If there’s anything good at all in a war, it’s that it brings the best and the worst out of people: some people try to use the lawlessness to hurt others, and some try to reduce the suffering to the minimum.
In chronicling his journey through the darkest regions of the United States’ post-9/11 detention and interrogation program, his attention remains on his interrogators and guards, on his fellow detainees, and on himself. In his desire “to be fair,” as he puts it, he recognizes the larger context of fear and confusion in which all these characters interact, and the much more local institutional and social forces that shape those interactions. But he also sees the capacity of every character to shape or mitigate the action, and he tries to understand people, regardless of stations or uniforms or conditions, as protagonists in their own right. In doing so, he transforms even the most dehumanizing situations into a series of individual, and at times harrowingly intimate, human exchanges.

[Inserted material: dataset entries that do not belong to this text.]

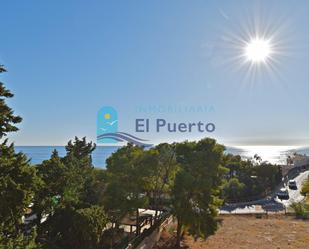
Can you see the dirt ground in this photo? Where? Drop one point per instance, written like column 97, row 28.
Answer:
column 249, row 232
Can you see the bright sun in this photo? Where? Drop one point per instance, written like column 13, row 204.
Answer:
column 257, row 50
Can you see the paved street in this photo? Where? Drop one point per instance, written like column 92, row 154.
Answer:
column 270, row 204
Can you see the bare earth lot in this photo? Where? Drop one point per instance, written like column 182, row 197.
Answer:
column 248, row 232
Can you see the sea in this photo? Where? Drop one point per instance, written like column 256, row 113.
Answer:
column 272, row 154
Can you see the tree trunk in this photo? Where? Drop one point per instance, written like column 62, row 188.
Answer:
column 179, row 234
column 137, row 222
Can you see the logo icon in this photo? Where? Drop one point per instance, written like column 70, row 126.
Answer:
column 107, row 129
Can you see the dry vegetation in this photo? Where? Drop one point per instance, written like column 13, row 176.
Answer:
column 249, row 232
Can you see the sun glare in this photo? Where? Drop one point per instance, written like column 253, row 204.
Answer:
column 258, row 50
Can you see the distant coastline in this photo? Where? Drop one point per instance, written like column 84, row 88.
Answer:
column 273, row 154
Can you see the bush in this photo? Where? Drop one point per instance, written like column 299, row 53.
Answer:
column 300, row 210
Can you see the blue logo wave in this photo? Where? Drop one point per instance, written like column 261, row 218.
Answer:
column 124, row 137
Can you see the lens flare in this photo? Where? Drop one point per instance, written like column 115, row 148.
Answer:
column 258, row 50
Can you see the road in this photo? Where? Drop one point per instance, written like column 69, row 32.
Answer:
column 295, row 195
column 272, row 204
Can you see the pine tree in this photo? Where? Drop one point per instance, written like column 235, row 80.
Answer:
column 17, row 182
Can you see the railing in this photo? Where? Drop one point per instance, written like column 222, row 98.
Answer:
column 147, row 232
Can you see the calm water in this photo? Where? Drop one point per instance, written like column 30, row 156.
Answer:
column 37, row 154
column 273, row 154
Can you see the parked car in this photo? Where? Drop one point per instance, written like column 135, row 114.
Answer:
column 292, row 184
column 283, row 194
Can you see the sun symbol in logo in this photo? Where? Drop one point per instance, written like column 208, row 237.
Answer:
column 107, row 116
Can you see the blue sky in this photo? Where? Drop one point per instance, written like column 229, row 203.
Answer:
column 67, row 59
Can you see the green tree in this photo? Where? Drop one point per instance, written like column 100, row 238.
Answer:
column 68, row 197
column 127, row 178
column 162, row 164
column 195, row 195
column 18, row 182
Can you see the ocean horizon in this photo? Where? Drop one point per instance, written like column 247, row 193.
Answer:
column 273, row 154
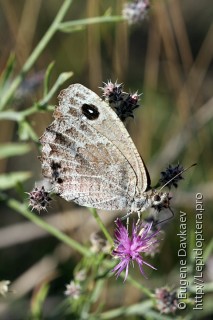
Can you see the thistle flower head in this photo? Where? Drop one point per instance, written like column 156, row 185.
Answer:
column 39, row 198
column 4, row 284
column 129, row 249
column 169, row 174
column 73, row 290
column 166, row 300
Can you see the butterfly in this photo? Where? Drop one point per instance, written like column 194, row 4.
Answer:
column 90, row 159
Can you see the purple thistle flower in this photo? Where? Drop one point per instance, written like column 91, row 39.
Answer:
column 39, row 198
column 129, row 249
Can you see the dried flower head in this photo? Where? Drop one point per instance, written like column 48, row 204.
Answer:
column 169, row 174
column 129, row 249
column 4, row 284
column 135, row 11
column 73, row 290
column 166, row 300
column 165, row 204
column 153, row 249
column 39, row 198
column 121, row 102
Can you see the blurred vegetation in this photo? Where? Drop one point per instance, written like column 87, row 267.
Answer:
column 47, row 45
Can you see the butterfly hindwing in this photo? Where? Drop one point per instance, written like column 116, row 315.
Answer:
column 88, row 154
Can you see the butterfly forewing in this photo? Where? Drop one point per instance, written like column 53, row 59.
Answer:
column 88, row 154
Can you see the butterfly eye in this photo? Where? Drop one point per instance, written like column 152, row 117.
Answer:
column 90, row 111
column 157, row 198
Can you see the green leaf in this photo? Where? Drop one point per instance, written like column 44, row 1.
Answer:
column 13, row 149
column 9, row 180
column 38, row 301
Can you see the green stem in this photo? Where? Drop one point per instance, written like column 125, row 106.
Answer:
column 101, row 225
column 19, row 207
column 35, row 54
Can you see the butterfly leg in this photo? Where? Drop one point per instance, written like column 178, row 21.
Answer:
column 126, row 217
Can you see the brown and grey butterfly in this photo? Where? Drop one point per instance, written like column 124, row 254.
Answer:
column 90, row 158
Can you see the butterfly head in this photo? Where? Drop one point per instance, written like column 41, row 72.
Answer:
column 160, row 200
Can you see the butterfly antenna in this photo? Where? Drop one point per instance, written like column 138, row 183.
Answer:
column 178, row 174
column 167, row 219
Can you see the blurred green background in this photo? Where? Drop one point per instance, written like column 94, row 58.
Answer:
column 168, row 58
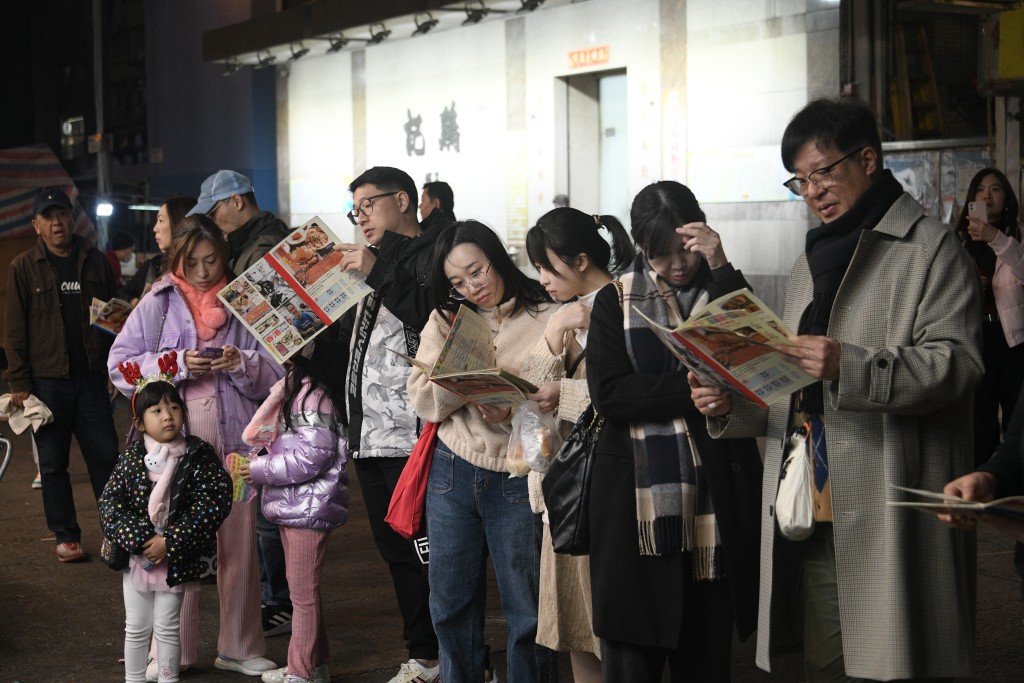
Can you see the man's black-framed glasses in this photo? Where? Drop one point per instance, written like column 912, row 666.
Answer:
column 820, row 177
column 476, row 280
column 367, row 207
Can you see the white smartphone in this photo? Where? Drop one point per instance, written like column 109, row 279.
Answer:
column 978, row 210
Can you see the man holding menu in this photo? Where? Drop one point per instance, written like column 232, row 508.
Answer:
column 383, row 427
column 885, row 302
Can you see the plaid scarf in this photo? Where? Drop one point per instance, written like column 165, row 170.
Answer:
column 674, row 506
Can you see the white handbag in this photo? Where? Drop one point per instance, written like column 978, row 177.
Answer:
column 794, row 503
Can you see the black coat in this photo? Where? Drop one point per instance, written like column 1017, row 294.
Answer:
column 639, row 599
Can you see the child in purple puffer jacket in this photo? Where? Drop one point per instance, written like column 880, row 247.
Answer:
column 305, row 491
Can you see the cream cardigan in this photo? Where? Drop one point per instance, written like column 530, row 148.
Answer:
column 462, row 428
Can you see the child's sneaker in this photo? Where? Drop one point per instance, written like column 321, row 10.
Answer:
column 254, row 667
column 414, row 672
column 321, row 675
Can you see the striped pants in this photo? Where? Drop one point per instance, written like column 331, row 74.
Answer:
column 304, row 553
column 241, row 635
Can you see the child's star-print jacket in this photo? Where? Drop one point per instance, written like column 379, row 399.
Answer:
column 201, row 500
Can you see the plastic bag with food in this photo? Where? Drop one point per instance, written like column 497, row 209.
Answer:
column 534, row 441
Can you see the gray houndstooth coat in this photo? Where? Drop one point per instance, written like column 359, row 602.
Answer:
column 906, row 314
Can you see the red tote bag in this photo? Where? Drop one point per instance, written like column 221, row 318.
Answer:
column 404, row 513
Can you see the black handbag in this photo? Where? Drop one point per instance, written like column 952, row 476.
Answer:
column 113, row 555
column 566, row 485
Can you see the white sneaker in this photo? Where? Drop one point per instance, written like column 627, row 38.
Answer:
column 321, row 675
column 414, row 672
column 153, row 671
column 254, row 667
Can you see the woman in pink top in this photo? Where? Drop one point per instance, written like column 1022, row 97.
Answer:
column 994, row 245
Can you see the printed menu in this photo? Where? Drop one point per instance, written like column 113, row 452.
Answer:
column 295, row 291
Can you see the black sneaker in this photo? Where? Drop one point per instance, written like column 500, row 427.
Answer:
column 276, row 621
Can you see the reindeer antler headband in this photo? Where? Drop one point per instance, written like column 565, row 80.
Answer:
column 168, row 371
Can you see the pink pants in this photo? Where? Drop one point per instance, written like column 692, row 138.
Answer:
column 241, row 635
column 304, row 553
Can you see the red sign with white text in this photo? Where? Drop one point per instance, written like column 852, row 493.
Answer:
column 590, row 56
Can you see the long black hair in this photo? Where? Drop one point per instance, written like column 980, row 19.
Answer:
column 657, row 210
column 1011, row 207
column 301, row 369
column 528, row 294
column 569, row 232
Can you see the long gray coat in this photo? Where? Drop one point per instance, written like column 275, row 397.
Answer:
column 900, row 414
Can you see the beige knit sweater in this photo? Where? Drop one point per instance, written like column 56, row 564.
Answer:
column 573, row 396
column 462, row 428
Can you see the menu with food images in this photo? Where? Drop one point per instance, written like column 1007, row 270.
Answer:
column 295, row 291
column 466, row 366
column 109, row 316
column 731, row 343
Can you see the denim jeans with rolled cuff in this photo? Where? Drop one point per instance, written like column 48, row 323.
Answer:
column 470, row 512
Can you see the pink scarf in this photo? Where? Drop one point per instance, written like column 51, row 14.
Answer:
column 160, row 497
column 206, row 308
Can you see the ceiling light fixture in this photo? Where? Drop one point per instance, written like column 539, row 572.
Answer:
column 426, row 26
column 475, row 14
column 378, row 37
column 338, row 43
column 231, row 67
column 264, row 61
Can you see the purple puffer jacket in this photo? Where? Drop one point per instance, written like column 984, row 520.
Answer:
column 305, row 483
column 240, row 391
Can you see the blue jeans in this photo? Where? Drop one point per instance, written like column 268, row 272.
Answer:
column 81, row 408
column 471, row 511
column 271, row 560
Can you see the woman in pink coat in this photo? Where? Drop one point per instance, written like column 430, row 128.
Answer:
column 994, row 244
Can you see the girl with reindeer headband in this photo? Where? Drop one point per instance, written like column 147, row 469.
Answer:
column 165, row 535
column 223, row 375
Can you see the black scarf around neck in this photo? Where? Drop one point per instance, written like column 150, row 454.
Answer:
column 829, row 248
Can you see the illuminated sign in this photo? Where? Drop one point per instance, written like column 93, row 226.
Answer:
column 590, row 57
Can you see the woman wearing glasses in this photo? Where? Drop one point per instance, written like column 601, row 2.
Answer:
column 473, row 507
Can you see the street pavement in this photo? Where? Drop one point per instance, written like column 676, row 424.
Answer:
column 65, row 622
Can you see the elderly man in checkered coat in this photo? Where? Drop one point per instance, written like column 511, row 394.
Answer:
column 885, row 304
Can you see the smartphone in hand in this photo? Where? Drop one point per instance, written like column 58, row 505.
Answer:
column 978, row 210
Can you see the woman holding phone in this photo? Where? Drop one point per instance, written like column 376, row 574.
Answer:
column 168, row 218
column 994, row 244
column 223, row 374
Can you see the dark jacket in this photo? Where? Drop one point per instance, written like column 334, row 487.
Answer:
column 34, row 336
column 251, row 242
column 400, row 279
column 201, row 500
column 142, row 280
column 639, row 599
column 1007, row 464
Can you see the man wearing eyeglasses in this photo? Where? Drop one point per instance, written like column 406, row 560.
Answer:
column 228, row 198
column 885, row 304
column 383, row 427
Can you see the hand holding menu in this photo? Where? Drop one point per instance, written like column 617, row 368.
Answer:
column 1012, row 507
column 466, row 366
column 109, row 316
column 730, row 343
column 295, row 292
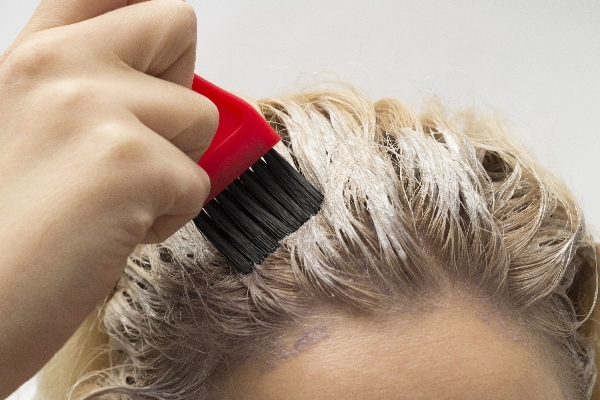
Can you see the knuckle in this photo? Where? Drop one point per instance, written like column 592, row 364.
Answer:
column 32, row 58
column 69, row 93
column 186, row 14
column 208, row 119
column 117, row 145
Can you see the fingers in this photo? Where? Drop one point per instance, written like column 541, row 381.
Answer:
column 155, row 37
column 183, row 117
column 53, row 13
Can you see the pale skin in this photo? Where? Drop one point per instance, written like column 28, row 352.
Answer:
column 99, row 138
column 452, row 353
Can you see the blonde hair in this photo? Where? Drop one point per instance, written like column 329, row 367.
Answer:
column 415, row 204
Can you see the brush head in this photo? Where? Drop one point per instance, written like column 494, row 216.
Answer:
column 248, row 219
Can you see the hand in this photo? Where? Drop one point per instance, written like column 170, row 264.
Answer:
column 99, row 138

This is the secret world of Guantánamo—a
world of startlingly premeditated brutalities and of incidental degradations, but also a world of ameliorating gestures and kindnesses, of acknowledgments and recognitions, of mutual curiosities and risky forays across deep divides. That Mohamedou managed to experience all of this despite four years of the most arbitrary treatment imaginable and in the midst of one of Guantánamo’s most horrendous interrogations says a great deal about his own character and his humanity. It says even more about his skills as a writer that he was able, so soon after the most traumatic of those experiences, to create from them a narrative that manages to be both damning and redeeming.
And yet this is not what impressed me most, as a reader and as a writer, when I first opened the file with Mohamedou’s handwritten manuscript of Guantánamo Diary. What arrested me were characters and scenes far removed from Guantánamo: The hard-luck stowaway in a Senegalese prison. A sunset in Nouakchott after a Saharan dust storm. A heartbreaking moment of homesickness during a Ramadan call to prayer. The airport approach over Nouakchott’s shantytowns. A rain-glazed runway in Cyprus. A drowsy predawn lull on a CIA rendition flight. Here is where I first recognized Mohamedou the writer, his sharp eye for character, his remarkable ear for voices, the way his recollections are infused with information recorded by all five senses, the way he accesses the full emotional register, in himself and others. He has the qualities I value most in a writer: a moving sense of beauty and a sharp sense of irony. He has a fantastic sense of humor.
He manages all of this in English, his fourth language, a language he was in the process of mastering even as he wrote the manuscript. This accomplishment testifies to a lifelong facility and fascination with words. But it also stems, it is clear, from a determination to engage, and to meet his environment on its own terms. On one level, mastering English in Guantánamo meant moving beyond translation and interpretation, beyond the necessity of a third person in the room, and opening the possibility that every contact with every one of his captors could be a personal exchange. On another, it meant decoding and understanding the language of the power that controls his fate—a power, as his twenty-thousand-mile odyssey of detention and interrogation vividly illustrates, of staggering influence and reach. Out of this engagement comes a truly remarkable work. On the one hand, it is a mirror in which, for the first time in anything I have read from Guantánamo, I have recognized aspects of myself, in both the characters of my compatriots and of those my country is holding captive. On another, it is a lens on an empire with a scope and impact few of us who live inside it fully understand.